On the other hand, if you from a sense of duty put yourself out of the way, to do another person good in body or soul, though you might not distinctly consider it at the time, you will find at the last that Christ was really there, that He reckons it as if you were doing good to Him: it is written in His Book, and will in no wise lose its reward. Our Lord spake it about bodily charity only: but it holds true also with regard to works of purity also, and of that charity which regards people's souls. It seems a trifle, to all but earnest believers, to give way to bad thoughts, to take sinful liberties with the eye or hand: but what says the Scriptures? Your eyes and your hands are members of Christ; shall I then take Christ's Eye and Hand, (O horrible!) and make an unclean use of it? Indeed we shall never understand how grievous are our sins against purity, until we have learned to believe in deed that we are members of Christ ourselves, nor against charity, until we believe that our brethren are so. The last day will shew us what a depth of good or evil lay in all that we did willingly. It will shew us that nothing could be a trifle to us, where there was a right and a wrong.
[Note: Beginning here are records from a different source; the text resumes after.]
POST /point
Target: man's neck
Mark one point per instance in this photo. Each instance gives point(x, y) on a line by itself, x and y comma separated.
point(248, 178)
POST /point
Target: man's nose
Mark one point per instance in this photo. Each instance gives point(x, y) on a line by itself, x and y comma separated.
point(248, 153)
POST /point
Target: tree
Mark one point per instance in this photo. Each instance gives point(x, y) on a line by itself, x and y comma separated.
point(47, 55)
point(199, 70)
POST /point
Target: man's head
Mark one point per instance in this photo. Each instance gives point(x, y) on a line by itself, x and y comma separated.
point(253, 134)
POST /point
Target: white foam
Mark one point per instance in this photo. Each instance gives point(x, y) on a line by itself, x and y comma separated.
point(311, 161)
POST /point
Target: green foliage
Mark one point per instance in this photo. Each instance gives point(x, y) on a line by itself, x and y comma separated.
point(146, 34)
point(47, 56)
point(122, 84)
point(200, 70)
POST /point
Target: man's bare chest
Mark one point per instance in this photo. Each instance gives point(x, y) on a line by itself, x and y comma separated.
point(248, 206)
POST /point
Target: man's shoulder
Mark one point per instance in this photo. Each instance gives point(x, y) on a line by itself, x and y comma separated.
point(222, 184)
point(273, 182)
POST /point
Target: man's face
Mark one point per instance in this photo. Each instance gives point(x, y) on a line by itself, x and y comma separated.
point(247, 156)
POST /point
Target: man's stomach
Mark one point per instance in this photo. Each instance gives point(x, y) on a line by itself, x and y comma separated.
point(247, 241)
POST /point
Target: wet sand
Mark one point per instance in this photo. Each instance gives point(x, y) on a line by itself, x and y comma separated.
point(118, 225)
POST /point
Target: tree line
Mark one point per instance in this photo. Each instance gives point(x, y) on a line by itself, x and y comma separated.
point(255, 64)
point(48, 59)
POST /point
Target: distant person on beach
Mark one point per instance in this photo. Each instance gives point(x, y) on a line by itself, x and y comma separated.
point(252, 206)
Why then doubt we any longer? why do we not give ourselves up, once for all, to serve Him Who died for us, in all works of love to His members, and of purity in regard of ourselves, morning, noon, and night, this day? and every day of our lives, offering to Him the sacrifice of righteousness, and putting our whole trust in Him: and that we may do so with a quiet mind, calling ourselves daily to a strict account, judging and punishing ourselves in time, that we may not be accused and condemned in that fearful judgment?

As you love your own souls, think on these things, for surely they are true, and the time is short. And may He by His Holy Spirit make good in us that Prayer, which we offer to Him daily in His Church: "We believe that Thou shalt come to be our Judge. We therefore pray Thee, help Thy servants, whom Thou hast redeemed with Thy precious Blood. Make them to be numbered with Thy Saints in glory everlasting."

Almighty God, give us grace that we may cast away the works of darkness, and put upon us the armour of light, now in the time of this mortal life, in which Thy Son Jesus Christ came to visit us in great humility; that in the last day, when He shall come again in His glorious Majesty to judge both the quick and dead, we may rise to the life immortal, through Him Who liveth and reigneth with Thee and the Holy Ghost, now and ever. Amen.


[a] In the delivery, the aweful words were thus broken off. There was no power to speak them. [Ed.]